Author: Elea Ensley
Academic Year: 2013-14
Description: Countless minority children grow up in low-income households below the poverty line (United States Census Bureau, 2007). Families living in poverty face stress and trauma on a daily basis (Attar, Guerra, & Tolan, 1994). Toxic stress results from living with violence, abuse, malnutrition, and sleep interruptions, all common for families living in poverty (Attar, Guerra, & Tolan, 1994). Living with toxic stress and trauma can lead to a variety of consequences that show up negatively in the classroom for students living in poverty including poor academic achievement, misbehavior and mental health issues (Brockenborough, Cornell, & Lopper, 2002).

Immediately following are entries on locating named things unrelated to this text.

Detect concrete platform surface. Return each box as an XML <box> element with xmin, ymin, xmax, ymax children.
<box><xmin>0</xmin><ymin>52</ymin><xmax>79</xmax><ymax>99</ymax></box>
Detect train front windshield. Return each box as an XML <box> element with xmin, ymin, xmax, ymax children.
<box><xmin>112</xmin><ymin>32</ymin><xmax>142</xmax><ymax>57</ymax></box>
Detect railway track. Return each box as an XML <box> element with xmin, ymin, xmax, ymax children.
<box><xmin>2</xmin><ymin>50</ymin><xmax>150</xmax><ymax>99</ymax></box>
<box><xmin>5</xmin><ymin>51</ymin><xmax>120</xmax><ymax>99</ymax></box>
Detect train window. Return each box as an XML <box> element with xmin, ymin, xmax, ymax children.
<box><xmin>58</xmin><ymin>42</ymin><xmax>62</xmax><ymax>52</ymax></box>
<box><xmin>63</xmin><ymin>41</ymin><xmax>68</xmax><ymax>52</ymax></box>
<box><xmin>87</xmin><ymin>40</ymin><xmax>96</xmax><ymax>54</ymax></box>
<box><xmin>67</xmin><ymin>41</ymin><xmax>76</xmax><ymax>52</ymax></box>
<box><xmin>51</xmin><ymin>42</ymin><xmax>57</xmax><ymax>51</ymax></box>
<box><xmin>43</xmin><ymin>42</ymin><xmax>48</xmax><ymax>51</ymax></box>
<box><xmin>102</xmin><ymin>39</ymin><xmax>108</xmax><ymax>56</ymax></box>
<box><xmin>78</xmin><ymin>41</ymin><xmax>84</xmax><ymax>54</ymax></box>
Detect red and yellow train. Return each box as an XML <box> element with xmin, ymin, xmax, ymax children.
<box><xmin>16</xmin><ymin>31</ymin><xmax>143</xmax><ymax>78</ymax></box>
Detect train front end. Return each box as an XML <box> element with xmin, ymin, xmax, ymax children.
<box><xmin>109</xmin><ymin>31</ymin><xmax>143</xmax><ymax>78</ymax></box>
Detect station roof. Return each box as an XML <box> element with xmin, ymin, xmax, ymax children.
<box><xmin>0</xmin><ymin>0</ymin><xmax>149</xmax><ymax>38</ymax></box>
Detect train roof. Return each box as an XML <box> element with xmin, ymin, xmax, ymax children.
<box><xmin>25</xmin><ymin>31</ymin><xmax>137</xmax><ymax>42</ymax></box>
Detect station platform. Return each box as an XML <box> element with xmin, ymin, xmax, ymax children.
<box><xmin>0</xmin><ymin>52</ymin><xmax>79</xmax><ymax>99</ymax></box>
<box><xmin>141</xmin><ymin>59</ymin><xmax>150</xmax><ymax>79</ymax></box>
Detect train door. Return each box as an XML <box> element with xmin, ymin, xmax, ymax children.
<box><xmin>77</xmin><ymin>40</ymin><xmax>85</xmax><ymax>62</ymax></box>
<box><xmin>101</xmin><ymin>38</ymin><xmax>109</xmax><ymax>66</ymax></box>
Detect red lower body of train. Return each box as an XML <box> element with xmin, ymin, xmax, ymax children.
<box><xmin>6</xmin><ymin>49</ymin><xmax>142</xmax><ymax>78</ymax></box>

Many teachers do not understand the roots of students’ challenging behaviors nor do they know how to handle these behaviors, patterns that can diminish their capacity to create and sustain meaningful relationships with students (Connell & Wellborn, 1991). Teachers committed to socio-culturally responsive practice, social justice education and teaching with a commitment to an ethic of care, can reverse this cycle for many of these students (Howard, 2001). Caring student teacher relationships can lead to higher academic achievement and better behavior in school (Roberts, 2010).
African-American students are disproportionately represented in students who are suspended and expelled, in addition to being the population of students with the lowest reading and achievement rates (Slavin & Madden, 2006). I want to learn from a teacher who is successful in teaching low-income African-American students. Specifically, I would like to learn from a teacher who builds a classroom of caring students based on an ethic of care in order to inform my future teaching practice. I would like to observe a teacher whose approach to discipline is similar what we learned about in the TTS program at Mills College, inspired by the classrooms described in the books written by Marilyn Watson and Gloria Ladson-Billings. Further, I want to observe a teacher who is teaching in an economically distressed community where many of the children experience toxic stress and trauma, who works to understand what is underneath her students’ behavior and consistently bases her interactions with students on an ethic of care. My goal in observing, interviewing and learning from this teacher is to strengthen my own pedagogy, impact my educational philosophy and cause me to reflect on my past, current and future practice. I want my future students to feel cared for by an authentic teacher, so they can achieve to their full potential.